17年前の誰かの日記ブログ

・この間何か調べるために何か少し込み入ったキーワードでググったら(その何かが何だったかはもう忘れた)、どこかの誰かの書いた日記ブログが2番目くらいの候補としてヒットした。

・結論から言えば(?)、その日記の内容は僕の調べたかったこととは何の関係もなくて、「今日は仕事が休みだったから、彼に連絡しようと思った。でもきっと連絡すれば私は果てしなく甘えてしまうだろう、そう思って結局連絡しなかった」というような事が書かれていた。日付を見るとなんと2005年の記事だった。

・「なんと」と書くべきかは少し迷ったのだが、少なくともインターネットの世界においては、2005年というのは大昔である。まだ「ブロードバンド」とか言ってたんじゃないだろうか。そして17年前というのは人間の人生にとっても多くの場合「ちょっと前」とは言えない過去だ。

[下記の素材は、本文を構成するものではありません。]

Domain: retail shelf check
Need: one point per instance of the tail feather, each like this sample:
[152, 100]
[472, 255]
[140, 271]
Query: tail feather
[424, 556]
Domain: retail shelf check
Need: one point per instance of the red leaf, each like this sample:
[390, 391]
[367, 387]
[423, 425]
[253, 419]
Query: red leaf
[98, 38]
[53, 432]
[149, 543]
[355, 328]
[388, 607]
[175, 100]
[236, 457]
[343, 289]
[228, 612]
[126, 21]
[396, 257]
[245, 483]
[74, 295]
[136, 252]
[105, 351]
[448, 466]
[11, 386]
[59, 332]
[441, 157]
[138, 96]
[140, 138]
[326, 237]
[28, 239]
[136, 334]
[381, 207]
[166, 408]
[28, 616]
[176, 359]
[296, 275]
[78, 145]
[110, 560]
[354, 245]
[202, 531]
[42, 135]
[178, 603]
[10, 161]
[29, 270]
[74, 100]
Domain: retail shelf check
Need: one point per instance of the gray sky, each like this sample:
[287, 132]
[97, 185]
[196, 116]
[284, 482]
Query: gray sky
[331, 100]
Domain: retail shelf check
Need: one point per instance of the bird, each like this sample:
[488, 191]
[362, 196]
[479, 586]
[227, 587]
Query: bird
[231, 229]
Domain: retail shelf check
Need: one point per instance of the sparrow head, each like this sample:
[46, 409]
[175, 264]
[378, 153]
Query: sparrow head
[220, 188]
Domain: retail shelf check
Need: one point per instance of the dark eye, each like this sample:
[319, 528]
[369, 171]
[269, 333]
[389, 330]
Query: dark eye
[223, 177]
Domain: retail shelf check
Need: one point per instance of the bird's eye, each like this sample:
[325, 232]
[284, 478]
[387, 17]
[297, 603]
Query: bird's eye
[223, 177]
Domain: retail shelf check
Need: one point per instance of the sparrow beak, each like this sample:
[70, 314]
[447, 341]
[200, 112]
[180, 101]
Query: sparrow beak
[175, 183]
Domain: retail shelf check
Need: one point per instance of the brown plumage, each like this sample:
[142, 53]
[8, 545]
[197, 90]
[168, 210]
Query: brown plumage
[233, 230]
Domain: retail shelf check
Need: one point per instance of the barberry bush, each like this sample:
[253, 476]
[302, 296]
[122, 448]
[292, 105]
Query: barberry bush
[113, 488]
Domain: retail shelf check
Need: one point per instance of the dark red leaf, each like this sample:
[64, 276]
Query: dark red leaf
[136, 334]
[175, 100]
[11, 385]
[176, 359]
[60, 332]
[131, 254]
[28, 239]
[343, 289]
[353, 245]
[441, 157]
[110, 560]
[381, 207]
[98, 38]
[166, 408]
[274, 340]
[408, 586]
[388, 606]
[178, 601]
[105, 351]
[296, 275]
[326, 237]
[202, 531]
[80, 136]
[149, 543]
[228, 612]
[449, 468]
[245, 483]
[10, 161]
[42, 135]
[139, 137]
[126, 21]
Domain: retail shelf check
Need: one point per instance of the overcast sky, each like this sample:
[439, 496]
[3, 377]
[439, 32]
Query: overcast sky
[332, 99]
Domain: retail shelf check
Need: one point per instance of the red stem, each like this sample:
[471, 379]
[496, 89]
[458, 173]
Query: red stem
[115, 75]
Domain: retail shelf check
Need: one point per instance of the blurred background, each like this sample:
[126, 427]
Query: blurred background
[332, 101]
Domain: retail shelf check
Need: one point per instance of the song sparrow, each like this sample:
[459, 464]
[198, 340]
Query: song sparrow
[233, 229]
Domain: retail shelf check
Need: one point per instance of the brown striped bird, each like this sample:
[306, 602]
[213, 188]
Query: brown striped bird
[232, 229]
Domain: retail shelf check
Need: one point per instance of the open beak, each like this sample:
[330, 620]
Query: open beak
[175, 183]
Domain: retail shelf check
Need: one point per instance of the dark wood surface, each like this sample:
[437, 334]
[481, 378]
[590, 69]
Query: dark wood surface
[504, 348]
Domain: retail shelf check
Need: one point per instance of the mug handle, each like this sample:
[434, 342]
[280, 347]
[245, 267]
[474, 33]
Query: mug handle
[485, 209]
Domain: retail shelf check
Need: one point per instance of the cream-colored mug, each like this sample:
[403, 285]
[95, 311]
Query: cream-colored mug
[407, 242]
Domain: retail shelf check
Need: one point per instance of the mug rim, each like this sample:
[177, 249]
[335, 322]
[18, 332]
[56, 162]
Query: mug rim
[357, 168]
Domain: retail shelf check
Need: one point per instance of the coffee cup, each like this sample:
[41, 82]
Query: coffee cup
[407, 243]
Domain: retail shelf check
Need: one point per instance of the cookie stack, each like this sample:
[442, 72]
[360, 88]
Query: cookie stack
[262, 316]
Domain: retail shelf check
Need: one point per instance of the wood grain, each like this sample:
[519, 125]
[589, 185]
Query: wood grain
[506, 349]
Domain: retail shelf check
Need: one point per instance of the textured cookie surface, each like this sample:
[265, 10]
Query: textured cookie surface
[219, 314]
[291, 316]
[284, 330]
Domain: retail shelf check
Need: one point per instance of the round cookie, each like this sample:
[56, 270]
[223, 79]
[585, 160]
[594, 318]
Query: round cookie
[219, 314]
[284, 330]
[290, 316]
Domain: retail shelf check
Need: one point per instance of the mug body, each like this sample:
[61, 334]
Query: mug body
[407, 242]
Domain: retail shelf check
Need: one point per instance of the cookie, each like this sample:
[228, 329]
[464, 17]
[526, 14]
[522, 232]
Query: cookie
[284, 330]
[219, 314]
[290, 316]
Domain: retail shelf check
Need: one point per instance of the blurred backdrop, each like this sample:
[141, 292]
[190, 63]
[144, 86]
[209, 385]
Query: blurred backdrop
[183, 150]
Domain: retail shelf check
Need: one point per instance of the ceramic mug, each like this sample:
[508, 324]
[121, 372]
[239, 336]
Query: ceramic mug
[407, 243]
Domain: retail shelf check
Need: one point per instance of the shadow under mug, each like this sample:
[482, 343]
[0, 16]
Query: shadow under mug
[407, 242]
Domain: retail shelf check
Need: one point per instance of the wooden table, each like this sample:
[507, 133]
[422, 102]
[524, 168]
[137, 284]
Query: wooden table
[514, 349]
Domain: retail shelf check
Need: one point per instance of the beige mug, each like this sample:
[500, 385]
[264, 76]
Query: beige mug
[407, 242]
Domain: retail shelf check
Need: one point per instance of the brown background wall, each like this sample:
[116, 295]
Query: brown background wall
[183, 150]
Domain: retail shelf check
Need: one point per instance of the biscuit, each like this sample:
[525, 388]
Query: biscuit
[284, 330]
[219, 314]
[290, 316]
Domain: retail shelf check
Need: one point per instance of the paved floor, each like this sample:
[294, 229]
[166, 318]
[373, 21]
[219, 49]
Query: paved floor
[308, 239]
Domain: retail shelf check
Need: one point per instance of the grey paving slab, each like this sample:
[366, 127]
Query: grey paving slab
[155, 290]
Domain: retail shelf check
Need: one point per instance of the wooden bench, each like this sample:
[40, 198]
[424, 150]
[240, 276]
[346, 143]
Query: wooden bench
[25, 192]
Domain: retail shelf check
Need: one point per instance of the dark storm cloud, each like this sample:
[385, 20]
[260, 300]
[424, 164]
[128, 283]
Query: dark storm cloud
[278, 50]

この日記の主は今いくつになっているのだろうか。17年前、僕は高校生だった。今は30代前半だ。そして日記の主が当時仮に20代だとすれば今は30後半、あるいは40過ぎということになる。……なんだか気が遠くなるような気もする。

・でも17年前のある日、日記の主は確かに彼氏に連絡しようか迷い、結局やめて、その事を確かにブログに記録したのだ。日記の主はそんな日記のことも、もしかしたら日記に書いた彼氏の事すらとっくに忘れているかもしれないが、サーバーには文字通り色褪せずにそんな記録が残っていた。そして17年後の2022年4月某日、全くアカの他人である僕が偶然それを読んだ。

・こういうことについて、あるいは気持ち悪いと感じる人もいるかもしれないけれど、僕は画面に映し出された、17年前の誰かによって書かれた文字列を眺めながら何とも言えない感傷に浸ってしまった。その感傷は17年という歳月に対してなのか、「日記ブログ」というかつて隆盛を誇った文化に対してなのか、うまく表現できないが、多分両方が入り混じっている。そして、この記事をここまで読んでくださったような方の何割かはこの感じをわかってくれるものと期待するのだが……。